Wolf the Quarrelsome was on that wing of the battle against which
Brodir stood; but on the other wing, where Sigtrygg stood against
them, were Ospak and his sons."
I love that moniker: Wolf the Quarrelsome.
Peter
I hope you asked him if he knew Bjork. Apparently everyone does.
I didn't ask him that, but the homogeneity of the country's bloodlines is a key plot point in one of his novels.
I have read, too, that the Icelandic language makes a conscious effort to preserve old forms.
Peter
I can well believe that they share the same bloodline. You probably wont get this reference but I felt like a Hobbit in Lothlorien when I went to an outdoor hot spring in Reykjavik. All these pale, blonde ethereal Bjork like people and hairy, dark, me.
I'm not a Tolkienist, but I get the idea.
Oddly enough, of the three Icelanders I met at Bouchercon (Arnaldur, Yrsa Sigurðardóttir and her husband), I seem to recall that none was dark-haired.
The shared-bloodline device always struck me as one the more effective uses of setting a crime novel. The man is intensely aware of his country. His protagonist, for example, resists the postowar urbanization of Iceland. And Arnaldur has lamented that the country's lack of violence makes life difficult for crime writers.
Er. make that I seem to recall that none was light-haired.

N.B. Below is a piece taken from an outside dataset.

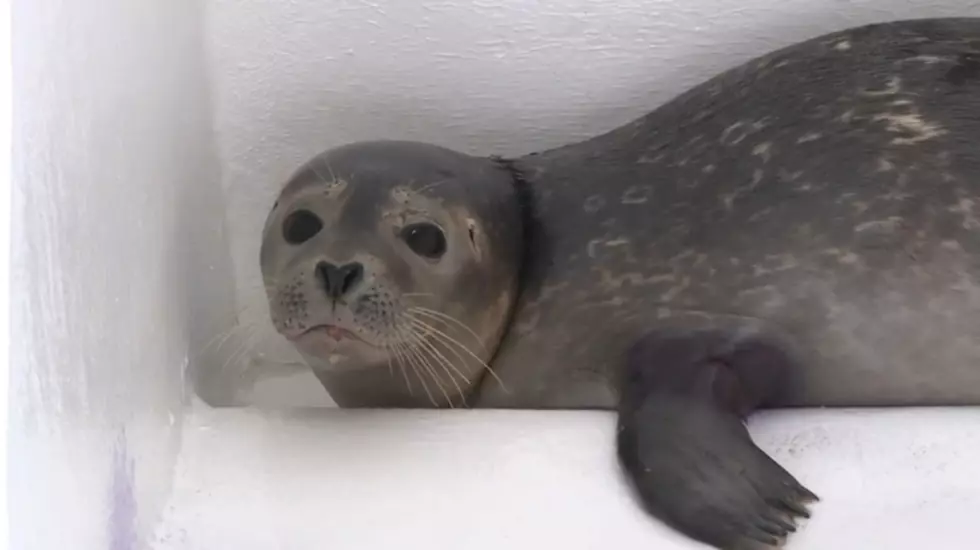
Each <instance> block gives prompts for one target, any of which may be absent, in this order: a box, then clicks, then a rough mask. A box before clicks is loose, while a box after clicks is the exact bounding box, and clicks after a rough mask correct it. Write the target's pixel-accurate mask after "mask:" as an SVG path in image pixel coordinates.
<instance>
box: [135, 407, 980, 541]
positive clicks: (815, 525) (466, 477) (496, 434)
mask: <svg viewBox="0 0 980 550" xmlns="http://www.w3.org/2000/svg"><path fill="white" fill-rule="evenodd" d="M614 427H615V417H614V416H613V415H612V414H611V413H610V414H607V413H597V412H530V411H486V410H483V411H446V412H417V411H416V412H411V411H376V412H366V411H338V410H334V411H316V410H310V411H301V412H291V413H283V414H259V413H256V412H249V411H244V410H240V409H238V410H236V409H218V410H214V411H207V412H205V413H204V414H201V415H193V416H190V417H189V418H188V424H187V426H186V427H185V436H186V437H185V440H186V452H185V453H184V455H183V457H182V459H181V461H180V463H179V465H178V467H177V474H178V479H179V481H178V483H177V485H176V493H175V498H174V500H173V501H172V504H171V507H170V508H169V509H168V511H167V516H166V517H167V521H166V523H165V524H164V525H163V526H162V527H161V530H160V532H159V537H158V539H157V544H156V545H154V550H212V549H215V548H234V549H235V550H268V549H270V548H282V549H289V550H313V549H329V550H375V549H377V550H389V549H392V548H406V549H407V548H412V549H415V548H420V549H421V548H429V549H432V550H444V549H445V550H450V549H452V550H500V549H503V548H508V549H511V548H512V549H515V550H518V549H552V548H554V549H561V550H607V549H609V548H656V549H658V550H695V549H701V548H704V547H703V546H701V545H698V544H694V543H692V542H690V541H688V540H687V539H685V538H683V537H681V536H679V535H678V534H677V533H675V532H673V531H671V530H669V529H667V528H666V527H664V526H663V525H662V524H660V523H658V522H655V521H653V520H651V519H649V518H648V517H646V516H645V514H644V513H643V512H641V511H640V508H639V507H638V506H637V505H636V503H635V502H634V501H633V499H632V497H631V493H630V492H629V491H628V490H627V488H626V484H625V483H624V482H623V478H622V477H621V475H620V473H619V469H618V467H617V465H616V461H615V455H614V452H613V445H612V441H613V432H614ZM750 430H751V432H752V434H753V436H754V437H755V438H756V441H758V442H759V445H760V447H762V449H763V450H765V451H767V452H770V453H771V454H772V456H773V457H774V458H775V459H776V460H777V461H779V462H780V463H781V464H782V465H783V466H785V467H786V468H788V469H789V470H790V471H792V472H793V473H794V474H795V475H796V476H798V478H799V479H800V481H801V482H803V483H804V484H806V485H807V486H808V487H810V488H811V489H813V490H814V491H815V492H817V493H818V494H819V495H820V497H821V499H822V500H821V502H819V503H817V504H816V505H815V506H814V507H813V517H812V518H811V519H810V520H809V521H808V522H806V523H805V524H801V525H802V527H801V529H800V531H799V532H798V534H797V535H796V536H794V537H793V541H792V544H791V545H788V547H789V548H791V549H792V550H829V549H833V550H869V549H881V550H886V549H887V550H923V549H927V548H936V549H943V550H961V549H962V550H972V549H974V548H976V537H977V531H976V510H978V509H980V462H978V460H977V457H978V456H980V410H978V409H961V410H929V409H924V410H911V409H905V410H896V411H858V410H824V411H805V412H779V413H773V414H763V415H759V416H758V417H757V418H755V419H754V420H753V421H752V423H751V424H750Z"/></svg>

Adrian, here's the passage in question, from Chapter 157 of Njal's Saga:
"Thorstein Hallsson stopped running while the others were fleeing, and tied up his shoe-thong. Kerthjalfad asked him why he was not running.
"`Because,' said Thorstein, `i cannot reach home tonight, for my home is out in Iceland.'
"Kerthjalfad spared his life."
And, a few lines later:
"The boy Tadk threw up an arm to protect Brian, but the sword cut off the arm and the king's head. The king's blood spilled over the stump of the boy's arm, and the wound healed at once."
Quite a king.
I've read biographies of Hammett and never found him to be a particularly educated man in his early years; he DID become well-read as his writing career flourished and his social circles expanded to other writers, Lillian Hillman & Nell Martin in particular, but his inspiration came from his work as a private investigator for Pinkertons and reading detective fiction produced at the time; Nordic sagas were outside his frame of reference.
I suspect Škvorecký's passage--which, after all, occurs in a novel and not in a critical discussion of Hammett--was whimsical, a joyful exercise in imagination as well as a comment on Hammett's laconic style and that of the sagas. I believe Škvorecký was teaching at a university when he wrote the book, so the passage may also poke fun at some academics' tendency to find what they are looking for, whether it is present or not.
If it gets a Hammett reader to look up the sagas, or vice versa, so much the better.
Comicbooksrehab:
I transpires that the Viking/Hammett reference may not be entirely whimsical. Here's a note I received from a friend who is reading a new biography of Hammett:
"On p. 32, Cline notes that Hammett's apt on Eddy St was four blocks from the public library, `...where H read Anatole France, Flaubert, ancient Icelandic sagas, and other works from Aristotle to Henry James...'
"She doesn't substantiate this with a note (she makes a number of unsubstantiated claims in her psychological autopsy of Hammett) but if true it may have as its source some of the Hammett letters and other documentation that came to light post publication of Layman's bio and the Letters volume. It would be great to have a revised edition of the latter with this new material."